We excluded men who were deceased (n = 4), reported periodontitis (n = 8955), reported myocardial infarction or stroke (n = 1884), or provided inadequate dietary information (n = 1225) in 1986, leaving 39,461 men eligible for follow-up.

Assessment of Alcohol Consumption
We estimated alcohol intake during the previous year from a semi-quantitative food-frequency questionnaire (FFQ), sent to the participants in 1986, 1990, and 1994. The FFQ included questions about how often, on average, the men consumed beer (1 bottle or can), wine (4-oz glass), and liquor (1 drink or shot) in the past year. For each of these items, the participants could select 1 of 9 responses, ranging from never or less than once/month to > 6 times/day. The alcohol content is estimated to be 12.8 g for a bottle of beer, 11.0 g for a glass of wine, and 14.0 g for a drink of liquor. We calculated total alcohol consumption in grams by summing the beverage-specific product of the average daily consumption of beer, wine, and liquor and the alcohol content of that beverage.

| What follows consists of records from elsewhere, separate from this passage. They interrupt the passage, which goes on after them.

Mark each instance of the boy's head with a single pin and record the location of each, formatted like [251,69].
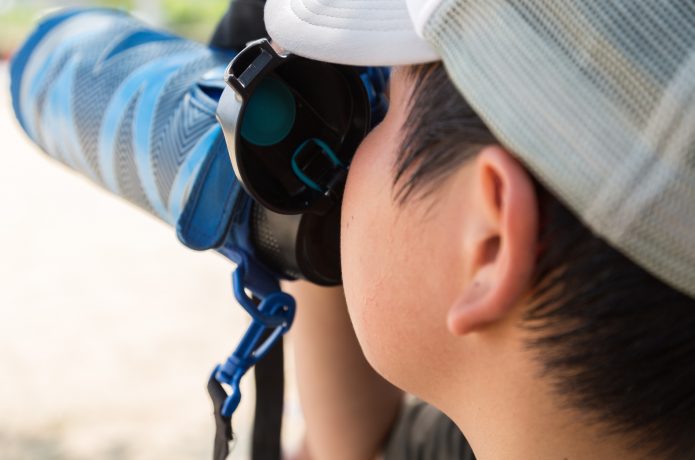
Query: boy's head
[550,265]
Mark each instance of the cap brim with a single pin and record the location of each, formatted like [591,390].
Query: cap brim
[353,32]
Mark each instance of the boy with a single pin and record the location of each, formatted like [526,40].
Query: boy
[522,259]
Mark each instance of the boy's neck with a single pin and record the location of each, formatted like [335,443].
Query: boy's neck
[507,412]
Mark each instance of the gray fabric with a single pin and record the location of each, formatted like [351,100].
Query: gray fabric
[597,99]
[424,433]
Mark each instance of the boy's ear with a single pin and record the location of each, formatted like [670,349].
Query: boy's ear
[499,242]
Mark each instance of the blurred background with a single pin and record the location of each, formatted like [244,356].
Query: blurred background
[109,327]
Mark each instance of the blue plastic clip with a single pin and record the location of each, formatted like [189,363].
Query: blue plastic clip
[274,311]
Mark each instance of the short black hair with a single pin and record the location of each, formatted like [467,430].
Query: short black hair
[617,343]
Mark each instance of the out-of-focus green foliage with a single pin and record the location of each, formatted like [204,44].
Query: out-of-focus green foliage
[194,19]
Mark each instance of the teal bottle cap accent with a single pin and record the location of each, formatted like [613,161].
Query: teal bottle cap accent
[270,114]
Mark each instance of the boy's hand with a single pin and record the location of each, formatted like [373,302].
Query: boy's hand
[349,409]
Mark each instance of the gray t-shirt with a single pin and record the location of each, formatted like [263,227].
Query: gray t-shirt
[424,433]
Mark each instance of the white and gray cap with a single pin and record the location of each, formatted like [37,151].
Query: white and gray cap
[596,97]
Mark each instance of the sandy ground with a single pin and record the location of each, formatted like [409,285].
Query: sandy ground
[108,326]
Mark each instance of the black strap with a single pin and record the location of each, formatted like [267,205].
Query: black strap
[242,23]
[270,388]
[223,425]
[267,426]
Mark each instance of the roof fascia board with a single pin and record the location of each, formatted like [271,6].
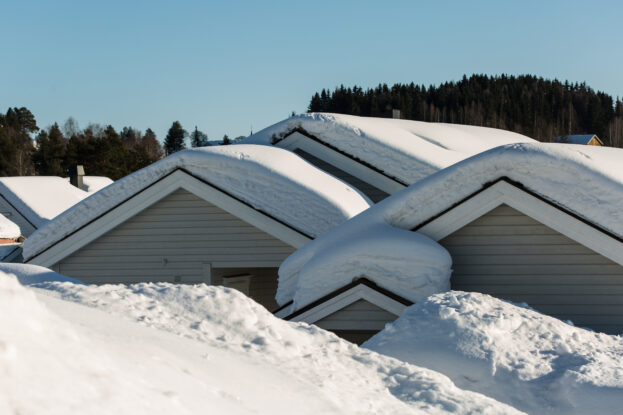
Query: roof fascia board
[503,192]
[159,190]
[358,292]
[349,165]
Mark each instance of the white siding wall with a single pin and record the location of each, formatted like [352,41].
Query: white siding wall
[14,216]
[177,237]
[510,255]
[360,315]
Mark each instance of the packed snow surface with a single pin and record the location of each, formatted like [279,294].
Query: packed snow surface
[8,229]
[164,348]
[536,363]
[403,149]
[93,184]
[40,198]
[407,263]
[585,180]
[270,179]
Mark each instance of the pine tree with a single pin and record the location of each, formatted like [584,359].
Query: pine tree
[49,156]
[174,140]
[198,138]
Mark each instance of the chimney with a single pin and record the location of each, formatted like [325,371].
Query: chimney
[76,173]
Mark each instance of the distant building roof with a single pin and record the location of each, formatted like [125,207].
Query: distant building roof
[578,139]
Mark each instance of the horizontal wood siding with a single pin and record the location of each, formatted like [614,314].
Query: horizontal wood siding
[512,256]
[375,194]
[176,237]
[360,315]
[14,216]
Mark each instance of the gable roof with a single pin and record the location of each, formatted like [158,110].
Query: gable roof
[273,181]
[40,199]
[404,150]
[547,172]
[577,139]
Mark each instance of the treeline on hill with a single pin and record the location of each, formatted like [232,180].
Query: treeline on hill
[539,108]
[101,150]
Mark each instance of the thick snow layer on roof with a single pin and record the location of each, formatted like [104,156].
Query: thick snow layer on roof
[165,348]
[270,179]
[8,229]
[40,198]
[407,263]
[533,362]
[403,149]
[585,180]
[93,184]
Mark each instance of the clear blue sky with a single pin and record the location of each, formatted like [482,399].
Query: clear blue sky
[227,65]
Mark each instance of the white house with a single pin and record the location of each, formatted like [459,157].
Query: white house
[380,156]
[534,223]
[221,215]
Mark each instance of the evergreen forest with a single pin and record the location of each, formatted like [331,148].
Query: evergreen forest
[539,108]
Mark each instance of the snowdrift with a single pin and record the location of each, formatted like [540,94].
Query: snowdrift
[199,347]
[272,180]
[406,263]
[509,352]
[405,150]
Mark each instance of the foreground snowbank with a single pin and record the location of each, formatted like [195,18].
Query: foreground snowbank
[271,180]
[533,362]
[208,347]
[404,149]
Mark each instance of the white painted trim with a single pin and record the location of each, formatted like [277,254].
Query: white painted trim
[297,140]
[358,292]
[505,193]
[139,202]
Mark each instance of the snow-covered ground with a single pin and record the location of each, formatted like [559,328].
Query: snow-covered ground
[270,179]
[8,229]
[163,348]
[536,363]
[404,149]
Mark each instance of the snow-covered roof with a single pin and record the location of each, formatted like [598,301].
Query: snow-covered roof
[93,184]
[40,198]
[8,229]
[576,138]
[271,180]
[549,170]
[509,352]
[404,150]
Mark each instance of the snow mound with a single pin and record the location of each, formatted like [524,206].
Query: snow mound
[93,184]
[40,198]
[350,379]
[403,262]
[270,179]
[28,274]
[405,150]
[8,229]
[585,180]
[511,353]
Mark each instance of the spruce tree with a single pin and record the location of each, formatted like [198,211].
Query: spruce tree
[174,140]
[198,138]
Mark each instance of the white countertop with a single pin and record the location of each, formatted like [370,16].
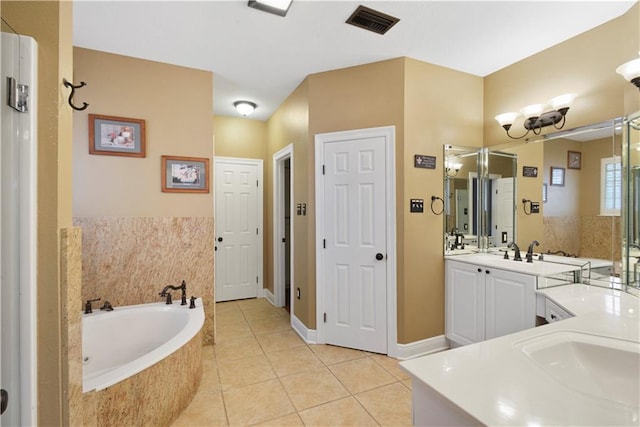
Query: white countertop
[497,384]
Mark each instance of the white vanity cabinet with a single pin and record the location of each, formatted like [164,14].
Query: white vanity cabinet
[486,302]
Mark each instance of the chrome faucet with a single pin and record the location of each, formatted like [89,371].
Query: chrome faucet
[529,255]
[183,287]
[516,256]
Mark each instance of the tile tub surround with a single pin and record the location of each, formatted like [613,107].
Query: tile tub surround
[497,384]
[128,261]
[153,397]
[260,372]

We evaluated the validity of the FFQ in a random sample of 136 men living in the Boston area (Giovannucci et al., 1991). Intake of alcohol reported over the previous year by the FFQ correlated highly with intake assessed by diet records completed over this period (Spearman r = 0.86, p < 0.001).

Assessment of Periodontitis
We assessed periodontitis every 2 yrs from 1986 to 1998 by a question, "Have you had professionally diagnosed periodontal disease with bone loss?" The positive and negative predictive values of self-report compared with radiographs (assessed in a subsample) were 76% and 74% among dentists (Joshipura et al., 1996) and 83% and 69% for other health professionals (Joshipura et al., 2002).

Statistical Analysis
Participants contributed person-time from the date of return of the baseline questionnaire to the occurrence of periodontitis, death from any cause, or December 31, 1998, whichever came first. Men who reported periodontitis on previous questionnaires were excluded from subsequent follow-up; thus, each participant could contribute only one end point.

We used multivariate pooled logistic regression (D’Agostino et al., 1990) with two-year time intervals to approximate the Cox proportional hazards model. For the primary analyses, we modeled periodontitis risk and cumulatively averaged (Hu et al., 1999) alcohol consumption. In this analysis, if a person had angina, coronary artery bypass graft surgery, myocardial infarction, stroke, cancer, or asthma, we stopped updating his alcohol intake, because he might have changed consumption as a result of the event, and it may not reflect long-term intake. In additional analyses, we related incidence of periodontitis to intake of alcohol at baseline and to the most recent intake.

The multivariate models adjusted for age, time period, smoking, diabetes, body mass index (BMI), physical activity (metabolic equivalents/wk), and total calories. Time-varying covariates including age, smoking, diabetes, physical activity, BMI, and total calories were updated every 2 yrs, because most recent status may be more relevant to the disease. We updated physical activity by using the cumulative average of activities during the period of follow-up to best represent long-term physical activity levels of individuals, and it reduced measurement error (Hu et al., 1999). We adjusted for energy as a surrogate measure of metabolic efficiency and the thermogenic effects of foods, which may be a potential source of residual confounding.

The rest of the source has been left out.